Cinco meses depois, o projeto foi publicado e já pôde contar com um investimento total de R$ 67,3 milhões para pôr em prática os projetos e também a melhoria de espaços e instituições. Dentre as ações destinadas ao científico, estão a implantação de 180 laboratórios maker em todo o estado, tendo começado em Salvador, com a inauguração do Centro Estadual de Educação, Inovação e Formação (CEEINFOR) Mãe Stella, no bairro do Cabula. A iniciativa é um braço do programa “Mais Ciência nas Escolas”, do Ministério da Ciência, Tecnologia e Inovação (MCTI). 

Laboratório do

Outra iniciativa voltada para o financiamento na área é o edital de Concessão de Bolsas a Coordenadores de Clubes de Ciências, da Fundação de Amparo à Pesquisa do Estado da Bahia (Fapesb), vinculada à Secretaria de Ciência, Tecnologia e Inovação (Secti).

Com prazo final para o envio dos projetos e propostas até o dia 17 de dezembro de 2025 e divulgação do resultado em março de 2026, a iniciativa vai contemplar até 400 professores da rede pública estadual, responsáveis pela coordenação de Clubes de Ciências em suas unidades escolares, com investimento de R$ 8 milhões. Serão contempladas até 400 propostas, e a distribuição das vagas será dividida entre diferentes modalidades de ensino: 160 bolsas serão destinadas a escolas de tempo integral, 120 para unidades com oferta de educação profissional e tecnológica, e outras 120 para escolas que oferecem o ensino fundamental (segundo ciclo) e/ou o ensino médio em tempo parcial.

Ciência aplicada como transformação do social

Membros do Clube Orbitz durante o Encontro Estudantil da Rede Estadual da Educação.

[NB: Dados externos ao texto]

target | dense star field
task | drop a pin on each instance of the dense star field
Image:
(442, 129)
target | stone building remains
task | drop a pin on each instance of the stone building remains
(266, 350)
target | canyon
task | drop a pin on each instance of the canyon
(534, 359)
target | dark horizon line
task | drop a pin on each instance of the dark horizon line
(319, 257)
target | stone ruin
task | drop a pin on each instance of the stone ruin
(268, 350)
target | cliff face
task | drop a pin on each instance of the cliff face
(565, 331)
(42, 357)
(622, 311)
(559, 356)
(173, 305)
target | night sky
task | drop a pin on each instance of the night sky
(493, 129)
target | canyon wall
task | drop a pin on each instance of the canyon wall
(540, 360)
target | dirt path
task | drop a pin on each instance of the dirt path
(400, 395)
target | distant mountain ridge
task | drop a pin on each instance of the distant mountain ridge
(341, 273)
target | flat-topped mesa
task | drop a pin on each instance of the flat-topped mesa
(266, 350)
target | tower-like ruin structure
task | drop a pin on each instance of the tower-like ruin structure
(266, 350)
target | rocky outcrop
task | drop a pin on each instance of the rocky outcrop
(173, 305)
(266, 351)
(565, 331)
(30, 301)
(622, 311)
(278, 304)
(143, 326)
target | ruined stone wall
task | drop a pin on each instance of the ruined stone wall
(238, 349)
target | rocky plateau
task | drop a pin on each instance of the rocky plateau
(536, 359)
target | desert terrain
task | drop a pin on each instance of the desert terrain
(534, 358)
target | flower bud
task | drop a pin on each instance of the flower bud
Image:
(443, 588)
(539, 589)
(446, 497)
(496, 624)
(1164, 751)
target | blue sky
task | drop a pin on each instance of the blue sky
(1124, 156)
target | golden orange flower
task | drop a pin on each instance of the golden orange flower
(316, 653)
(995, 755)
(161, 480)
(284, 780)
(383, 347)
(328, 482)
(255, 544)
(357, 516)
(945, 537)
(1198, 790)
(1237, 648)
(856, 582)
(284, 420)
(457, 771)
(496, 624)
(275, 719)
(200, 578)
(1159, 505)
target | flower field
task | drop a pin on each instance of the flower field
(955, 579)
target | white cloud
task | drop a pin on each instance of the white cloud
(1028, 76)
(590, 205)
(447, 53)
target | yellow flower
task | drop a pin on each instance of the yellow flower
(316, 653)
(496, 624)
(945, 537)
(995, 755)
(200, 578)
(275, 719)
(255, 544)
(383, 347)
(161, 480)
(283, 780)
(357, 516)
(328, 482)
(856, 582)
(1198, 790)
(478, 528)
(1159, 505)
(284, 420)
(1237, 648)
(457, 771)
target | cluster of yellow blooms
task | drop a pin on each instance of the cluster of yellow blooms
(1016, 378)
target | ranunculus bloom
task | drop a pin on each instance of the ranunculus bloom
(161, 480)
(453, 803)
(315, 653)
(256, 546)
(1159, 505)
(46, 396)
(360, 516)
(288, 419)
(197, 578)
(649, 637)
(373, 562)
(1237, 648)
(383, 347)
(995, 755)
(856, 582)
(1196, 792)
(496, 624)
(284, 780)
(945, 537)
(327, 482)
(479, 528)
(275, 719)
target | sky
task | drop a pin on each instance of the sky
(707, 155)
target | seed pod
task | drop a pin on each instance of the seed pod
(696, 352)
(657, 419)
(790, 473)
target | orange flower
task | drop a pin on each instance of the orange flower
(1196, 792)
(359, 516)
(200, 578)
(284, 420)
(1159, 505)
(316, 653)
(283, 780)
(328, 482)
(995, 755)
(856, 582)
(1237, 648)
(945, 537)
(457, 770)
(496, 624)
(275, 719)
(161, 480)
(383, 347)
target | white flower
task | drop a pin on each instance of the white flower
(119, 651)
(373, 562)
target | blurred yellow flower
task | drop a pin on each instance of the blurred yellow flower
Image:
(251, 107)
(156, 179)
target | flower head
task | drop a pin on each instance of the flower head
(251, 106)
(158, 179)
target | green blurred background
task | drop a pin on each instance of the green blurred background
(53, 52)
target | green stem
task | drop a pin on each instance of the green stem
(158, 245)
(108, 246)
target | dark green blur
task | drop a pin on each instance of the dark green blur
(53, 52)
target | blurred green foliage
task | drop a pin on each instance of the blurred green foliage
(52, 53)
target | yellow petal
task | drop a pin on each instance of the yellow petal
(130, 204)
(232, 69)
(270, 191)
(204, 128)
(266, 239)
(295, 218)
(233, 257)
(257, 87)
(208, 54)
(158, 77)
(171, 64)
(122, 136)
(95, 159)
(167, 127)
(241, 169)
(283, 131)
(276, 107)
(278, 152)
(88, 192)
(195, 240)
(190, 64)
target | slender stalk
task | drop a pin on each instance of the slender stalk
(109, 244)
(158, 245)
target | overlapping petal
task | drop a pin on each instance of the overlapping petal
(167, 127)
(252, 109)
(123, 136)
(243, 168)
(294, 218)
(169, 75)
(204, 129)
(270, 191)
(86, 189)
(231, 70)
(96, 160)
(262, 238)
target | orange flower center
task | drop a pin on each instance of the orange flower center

Foto: Arquive Pessoal

São Camilles, Guilhermes, Marinas e Luizas que vão ter a responsabilidade de cuidar e gerir o planeta nos próximos anos, e para que o caminho seguido por eles seja o melhor possível, a educação se faz fundamental. Tanto é que, para estarem no Orbitz, eles são frequentemente lembrados por Fernanda e Danielly de que não podem se desleixar dos estudos ditos normais.

“O clube de ciências não pode ser mais que a sala de aula. A gente olha nota, frequência, para motivar que esse aluno que está no clube, para que ele entenda que o processo de formação principal, é a sala de aula”, conta a coordenadora.

Mais que o fomento à iniciação científica, o projeto, semelhante a muitos outros espalhados pela Bahia, atua também como um “espaço de oportunidade” para manter o estudante na escola, impedindo a evasão escolar, mas também mostrando caminhos e rumos para os jovens em formação.

Como docente e orientadora, a 'pró' Fernanda sonha em que a semente do Clube de Ciências Orbitz seja plantada em mais escolas e que mais locais possam criar projetos parecidos; que mais educadores participem dessa missão científica, e mais pessoas sejam alcançadas.

“A gente enquanto professor é um agente público e de transformação social. Então, se eu trabalho com gente, eu tenho que ter sensibilidade, eu tenho que entender que eu tô trabalhando com sonhos. Tanto que o nosso clube tem um slogan, que é ser um espaço de oportunidade. Porque a gente acredita que se eles [estudantes] abraçam as oportunidades, os frutos virão e darão um retorno para a sociedade”.